Buying into a worn gimmick


By Tressa Eckermann, Senior Staff Writer


On the golden age of Hollywood, it was no secret that studios ruled the game. They made their money by making what were considered cutting-edge movies at the time. 3-D movies were some of their biggest attractions and they made the studios a lot of money. After awhile though, the gimmick lost its shine and 3-D wasn’t nearly as popular as it once was, often becoming associated with the double bill at a drive-in.

But, of course, old is new again in Hollywood. 3-D movies are back in a big way. The only problem is most of the 3-D movies made now are not so great. I mean, did you see “Clash of the Titans?” It might not be the best example, considering no one saw that movie, and, in all fairness, it wasn’t originally filmed in 3-D. Nevertheless, it was bad. Really bad.

I love movies. I’m a huge movie buff, and my philosophy has always been that in order to love the good movies, you have to love the bad ones too, and I am a sucker for a good gimmick movie. I mean, who doesn’t love a John Waters movie now and then? Or the latest in the “Ocean’s 11” series?

But 3-D, really? I don’t oppose 3-D so much in principle. The gimmick is great, after all. My biggest issue is the way these movies are being marketed. They’re being marketed as these big budget popcorn movies when, in reality, they are the same movies that were being made back in the 1950s.
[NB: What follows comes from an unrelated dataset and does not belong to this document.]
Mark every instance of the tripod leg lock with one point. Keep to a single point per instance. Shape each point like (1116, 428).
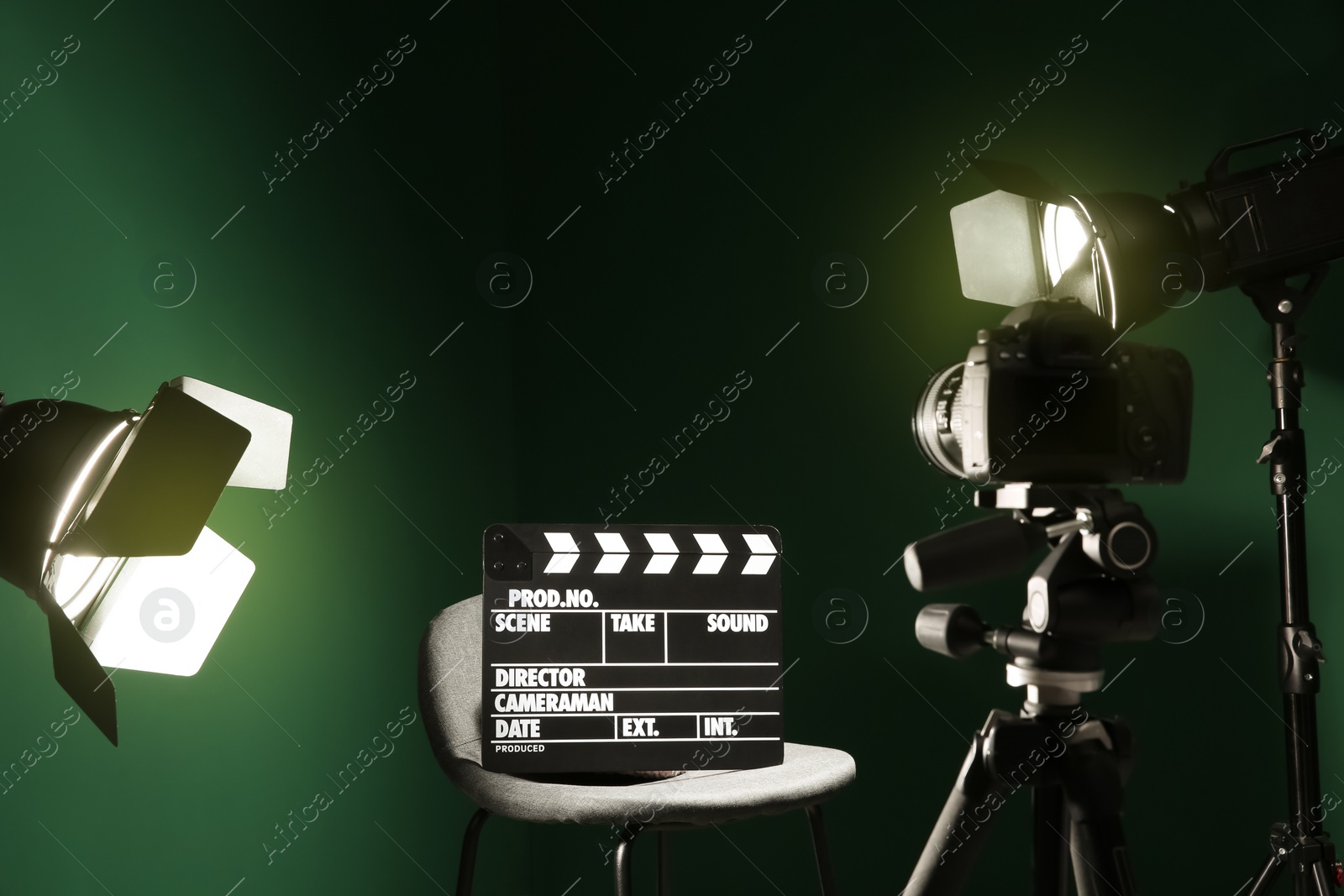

Maybe the idea of sending up those old-school drive-in flicks isn’t the worst thing in the world, but they should at least be honest about what they’re selling us. If you ask me, the whole idea of 3-D and its nearly relentless marketing is actually cheapening movies. Sure, it works for movies like “Avatar,” but if movies like that keep making money, what’s next? Hollywood deciding that the next Edward Burns movie needs to be in 3-D? I can almost see the taglines: “Real couples! Real problems! Real laughs! Now in explosive 3-D!”


When James Cameron broke out the 3-D experience for “Avatar,” it was fun and interesting and had a sense of nostalgia. But now it’s just a little tired. From Hollywood’s perspective, 3-D works. The movies make buckets of money, and if they’re done really well, you can get a really enjoyable movie. But if they’re done wrong, which tends to be the general trend, well then, hello Razzie Awards and empty seats!

It’s ironic that in a place like Hollywood, where growing old tends to be a crime against humanity, a trend as old as 3-D seems so hip. I hope this trend doesn’t last too long.